Predicting College Acceptance, Majoring in Mathematics and Science, and the Pathway to Teaching in Texas

Principal Investigator: 
Project Overview
Background & Purpose: 

Using three waves of restricted data from the 2002-07 Texas Higher Education Opportunity Project (THEOP), the study determines the advantages that mathematics and science course sequences accrue to:

  1. acceptance and attendance at four year colleges;
  2. majoring in mathematics and science at the college level; and,
  3. entering (or leaving) the pathway to teaching mathematics and science.

Key areas of interest include the ways results vary by important high school and student demographic characteristics such as socioeconomic status, gender and race/ethnicity.

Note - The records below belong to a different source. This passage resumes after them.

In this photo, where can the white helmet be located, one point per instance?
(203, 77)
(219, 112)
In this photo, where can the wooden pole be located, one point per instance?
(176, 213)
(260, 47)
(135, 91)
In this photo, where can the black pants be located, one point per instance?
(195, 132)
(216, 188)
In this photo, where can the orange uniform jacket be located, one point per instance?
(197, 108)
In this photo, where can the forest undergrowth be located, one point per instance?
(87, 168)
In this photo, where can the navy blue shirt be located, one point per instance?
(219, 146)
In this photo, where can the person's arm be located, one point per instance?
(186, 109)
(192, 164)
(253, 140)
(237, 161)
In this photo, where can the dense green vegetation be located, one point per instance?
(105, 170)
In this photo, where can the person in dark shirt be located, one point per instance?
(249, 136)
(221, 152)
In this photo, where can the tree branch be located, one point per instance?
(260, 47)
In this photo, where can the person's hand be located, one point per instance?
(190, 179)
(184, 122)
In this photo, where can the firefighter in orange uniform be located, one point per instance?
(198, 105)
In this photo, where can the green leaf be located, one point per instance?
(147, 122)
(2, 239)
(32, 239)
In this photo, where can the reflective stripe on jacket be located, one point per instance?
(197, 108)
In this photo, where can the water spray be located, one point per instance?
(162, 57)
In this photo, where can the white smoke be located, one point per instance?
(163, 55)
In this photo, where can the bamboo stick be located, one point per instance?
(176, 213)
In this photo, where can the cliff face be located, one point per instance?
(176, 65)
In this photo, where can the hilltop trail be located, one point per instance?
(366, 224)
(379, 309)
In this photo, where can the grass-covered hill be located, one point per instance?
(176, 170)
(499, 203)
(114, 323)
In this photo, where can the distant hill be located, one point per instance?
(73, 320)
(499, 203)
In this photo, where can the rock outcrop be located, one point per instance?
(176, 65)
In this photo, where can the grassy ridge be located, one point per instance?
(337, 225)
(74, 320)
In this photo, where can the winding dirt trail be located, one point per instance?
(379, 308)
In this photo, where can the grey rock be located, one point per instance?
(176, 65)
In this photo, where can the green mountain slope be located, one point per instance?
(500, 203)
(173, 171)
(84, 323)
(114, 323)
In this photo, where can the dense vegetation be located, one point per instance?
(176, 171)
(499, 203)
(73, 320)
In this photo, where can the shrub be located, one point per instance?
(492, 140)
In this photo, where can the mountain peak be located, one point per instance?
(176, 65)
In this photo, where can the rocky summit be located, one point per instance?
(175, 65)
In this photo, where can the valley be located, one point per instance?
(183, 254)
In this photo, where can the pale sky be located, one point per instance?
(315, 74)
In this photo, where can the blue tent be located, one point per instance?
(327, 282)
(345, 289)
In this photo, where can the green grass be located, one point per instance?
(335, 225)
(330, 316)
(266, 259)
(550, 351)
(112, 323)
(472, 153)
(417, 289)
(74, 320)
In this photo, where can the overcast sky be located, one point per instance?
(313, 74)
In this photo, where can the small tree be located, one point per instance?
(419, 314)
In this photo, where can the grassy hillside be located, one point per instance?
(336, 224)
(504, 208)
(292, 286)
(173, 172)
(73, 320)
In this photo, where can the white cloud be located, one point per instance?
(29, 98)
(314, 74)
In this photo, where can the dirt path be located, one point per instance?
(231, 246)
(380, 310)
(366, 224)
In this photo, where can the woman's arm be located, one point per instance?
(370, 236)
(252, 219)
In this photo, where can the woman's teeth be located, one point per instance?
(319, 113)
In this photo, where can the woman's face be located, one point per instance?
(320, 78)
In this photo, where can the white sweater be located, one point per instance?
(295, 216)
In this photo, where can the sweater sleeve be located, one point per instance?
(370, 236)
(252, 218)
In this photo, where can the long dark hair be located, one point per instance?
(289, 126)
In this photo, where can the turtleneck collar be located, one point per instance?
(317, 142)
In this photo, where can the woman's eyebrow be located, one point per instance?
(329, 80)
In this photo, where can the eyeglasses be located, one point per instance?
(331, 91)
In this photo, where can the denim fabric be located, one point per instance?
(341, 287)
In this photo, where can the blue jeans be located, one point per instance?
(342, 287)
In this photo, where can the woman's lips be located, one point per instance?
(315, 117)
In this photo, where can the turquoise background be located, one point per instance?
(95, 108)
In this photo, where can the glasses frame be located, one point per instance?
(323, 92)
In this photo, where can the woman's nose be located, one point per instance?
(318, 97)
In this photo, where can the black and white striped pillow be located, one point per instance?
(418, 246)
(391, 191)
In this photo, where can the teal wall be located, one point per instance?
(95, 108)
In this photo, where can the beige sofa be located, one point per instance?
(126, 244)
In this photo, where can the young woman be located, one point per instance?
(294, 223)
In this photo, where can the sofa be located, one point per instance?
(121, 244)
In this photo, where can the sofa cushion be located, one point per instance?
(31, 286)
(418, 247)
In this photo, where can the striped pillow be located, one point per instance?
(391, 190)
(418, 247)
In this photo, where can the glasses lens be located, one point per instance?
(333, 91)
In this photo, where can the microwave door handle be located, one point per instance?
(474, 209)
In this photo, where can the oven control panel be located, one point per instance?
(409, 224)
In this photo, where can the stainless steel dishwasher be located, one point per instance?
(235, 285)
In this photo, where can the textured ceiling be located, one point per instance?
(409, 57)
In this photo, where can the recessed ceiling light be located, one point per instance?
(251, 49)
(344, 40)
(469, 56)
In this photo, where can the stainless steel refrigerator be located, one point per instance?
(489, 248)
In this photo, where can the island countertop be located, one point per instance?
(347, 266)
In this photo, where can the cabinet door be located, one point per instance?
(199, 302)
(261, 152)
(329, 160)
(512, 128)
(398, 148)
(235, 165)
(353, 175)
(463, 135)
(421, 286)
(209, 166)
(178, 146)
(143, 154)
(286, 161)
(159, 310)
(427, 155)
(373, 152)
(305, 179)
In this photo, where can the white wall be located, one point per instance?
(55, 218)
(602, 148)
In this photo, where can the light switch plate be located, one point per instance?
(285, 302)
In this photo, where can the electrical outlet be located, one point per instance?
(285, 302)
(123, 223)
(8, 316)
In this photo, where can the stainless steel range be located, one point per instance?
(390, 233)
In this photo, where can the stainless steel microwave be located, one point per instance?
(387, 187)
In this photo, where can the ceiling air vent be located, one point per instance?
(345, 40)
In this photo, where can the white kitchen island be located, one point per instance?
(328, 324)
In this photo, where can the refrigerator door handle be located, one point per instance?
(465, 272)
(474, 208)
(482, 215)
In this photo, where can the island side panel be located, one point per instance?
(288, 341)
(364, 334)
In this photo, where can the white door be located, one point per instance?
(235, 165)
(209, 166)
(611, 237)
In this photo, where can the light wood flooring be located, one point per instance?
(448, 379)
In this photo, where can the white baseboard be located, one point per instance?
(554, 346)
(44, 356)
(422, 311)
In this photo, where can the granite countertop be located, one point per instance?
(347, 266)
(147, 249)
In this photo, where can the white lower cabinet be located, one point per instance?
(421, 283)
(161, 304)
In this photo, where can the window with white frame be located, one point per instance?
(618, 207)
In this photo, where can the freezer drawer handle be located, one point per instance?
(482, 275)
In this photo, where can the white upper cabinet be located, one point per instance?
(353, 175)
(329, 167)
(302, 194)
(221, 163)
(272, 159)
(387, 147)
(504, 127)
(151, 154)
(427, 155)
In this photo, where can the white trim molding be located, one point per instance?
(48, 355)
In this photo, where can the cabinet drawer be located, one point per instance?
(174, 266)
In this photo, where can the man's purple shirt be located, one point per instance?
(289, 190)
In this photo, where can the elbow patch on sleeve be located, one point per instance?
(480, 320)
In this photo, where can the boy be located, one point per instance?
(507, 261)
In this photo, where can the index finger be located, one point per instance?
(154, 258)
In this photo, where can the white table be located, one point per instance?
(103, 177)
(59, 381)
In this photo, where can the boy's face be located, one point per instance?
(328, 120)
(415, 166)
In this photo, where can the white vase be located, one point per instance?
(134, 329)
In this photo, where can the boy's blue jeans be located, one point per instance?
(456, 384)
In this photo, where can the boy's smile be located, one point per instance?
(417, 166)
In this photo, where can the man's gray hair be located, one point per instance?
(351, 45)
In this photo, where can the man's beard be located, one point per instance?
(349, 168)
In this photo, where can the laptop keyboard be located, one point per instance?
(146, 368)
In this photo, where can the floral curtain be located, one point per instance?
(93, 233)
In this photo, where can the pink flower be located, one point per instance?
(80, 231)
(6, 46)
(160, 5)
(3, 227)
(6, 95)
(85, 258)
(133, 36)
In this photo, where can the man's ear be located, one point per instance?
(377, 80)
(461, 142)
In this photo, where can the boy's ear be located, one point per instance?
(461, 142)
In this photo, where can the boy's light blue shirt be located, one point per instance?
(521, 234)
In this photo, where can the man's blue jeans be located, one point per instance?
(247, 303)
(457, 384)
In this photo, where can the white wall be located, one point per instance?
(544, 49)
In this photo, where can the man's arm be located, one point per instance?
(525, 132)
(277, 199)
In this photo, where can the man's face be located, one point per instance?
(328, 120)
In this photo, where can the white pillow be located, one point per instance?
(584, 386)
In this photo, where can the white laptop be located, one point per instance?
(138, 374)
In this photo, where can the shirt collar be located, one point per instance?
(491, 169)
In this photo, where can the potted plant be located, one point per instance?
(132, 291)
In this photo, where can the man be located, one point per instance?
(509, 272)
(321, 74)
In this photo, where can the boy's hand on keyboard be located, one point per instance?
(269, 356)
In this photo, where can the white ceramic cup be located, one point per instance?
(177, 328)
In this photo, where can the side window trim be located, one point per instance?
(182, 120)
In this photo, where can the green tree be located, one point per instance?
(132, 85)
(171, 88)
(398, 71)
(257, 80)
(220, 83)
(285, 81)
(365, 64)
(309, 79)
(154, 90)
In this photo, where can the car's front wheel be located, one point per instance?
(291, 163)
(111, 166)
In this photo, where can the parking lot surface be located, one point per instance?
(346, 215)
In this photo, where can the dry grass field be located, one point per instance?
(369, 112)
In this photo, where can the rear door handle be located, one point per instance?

The THEOP data includes three waves of data from students who were high school seniors in Texas in 2002. Minority students were oversampled. Wave 1 was a stratified random sample of 13,803 public high schools and seniors in Texas during 2002. Variables included high school indicators (percent of economically disadvantaged students, percent of students in advanced placement courses, dropout rate), student indicators (gender, race/ethnicity, parents’ educational attainment, degree aspirations, course sequences), and outcomes for acceptance and attendance at college. Wave 2 followed up on 5,836 of these students in 2003, collecting data on college acceptance, attendance and majors. Wave 3 recaptured 8,345 students in 2006 and collected information on college attendance/occupational status, major, and future occupational plans.

Research Design: 

This is a longitudinal study designed to generate associative evidence. The project examined restricted Texas Higher Education Opportunity (THEOP) data - Waves 1, 2, & 3. After coding course sequence levels according to the Texas graduation requirements in 2002, the study used multilevel logistic regression to determine the probabilities for: completing four levels of mathematics and science course sequences; being accepted and attending colleges of different selectivity; majoring in mathematics/science in college; and then choosing to teach those subjects. Standard errors were adjusted for design effects and weighting reflects sampling design to correct for student and school level non-response.


In general, the higher the level of mathematics and science course sequences in high school, the more likely acceptance and attendance at 4 year colleges of higher selectivity. Mathematics/science course sequences and student degree aspirations (factors under the control of the student) have strong positive relationships to college acceptance and attendance when controlling for the negative effects of low parental education and high school economic disadvantage. Students are more likely to attend colleges of lower selectivity than that of the highest ranked college that selected them. There are group differences in course taking, college acceptance and attendance across selectivity levels by race/ethnicity but not by gender. Black students with similar qualifications to their White classmates are not as likely to be accepted by or attend more selective colleges while they are more likely than White classmates to attend least or less selective colleges. Hispanic students are likely to be accepted and attend colleges of similar selectivity to White students in this data; however, a large percentage of Hispanic students opt to go to two year colleges that are not counted in the US News and World Report selectivity rankings. Once attending college, high school course sequence levels across students are very similar. In the Texas data, the probability of majoring in mathematics/science and teaching those subjects is no longer stratified by race/ethnicity but by gender. Females are 1.5 times as likely to major in mathematics and 1.8 times as likely to teach mathematics and science compared to males although they have identical educational aspirations and high school course sequences.

Publications & Presentations: 

Wallace, Marjorie R., Maier, K., Lo, Y., Kim, W. (Rev. May 2009).Quality and Equality on the Pathway to Teaching in Texas. Presented at 2008 Texas Higher Education Opportunity Project (THEOP) Data Workshop, Princeton, NJ.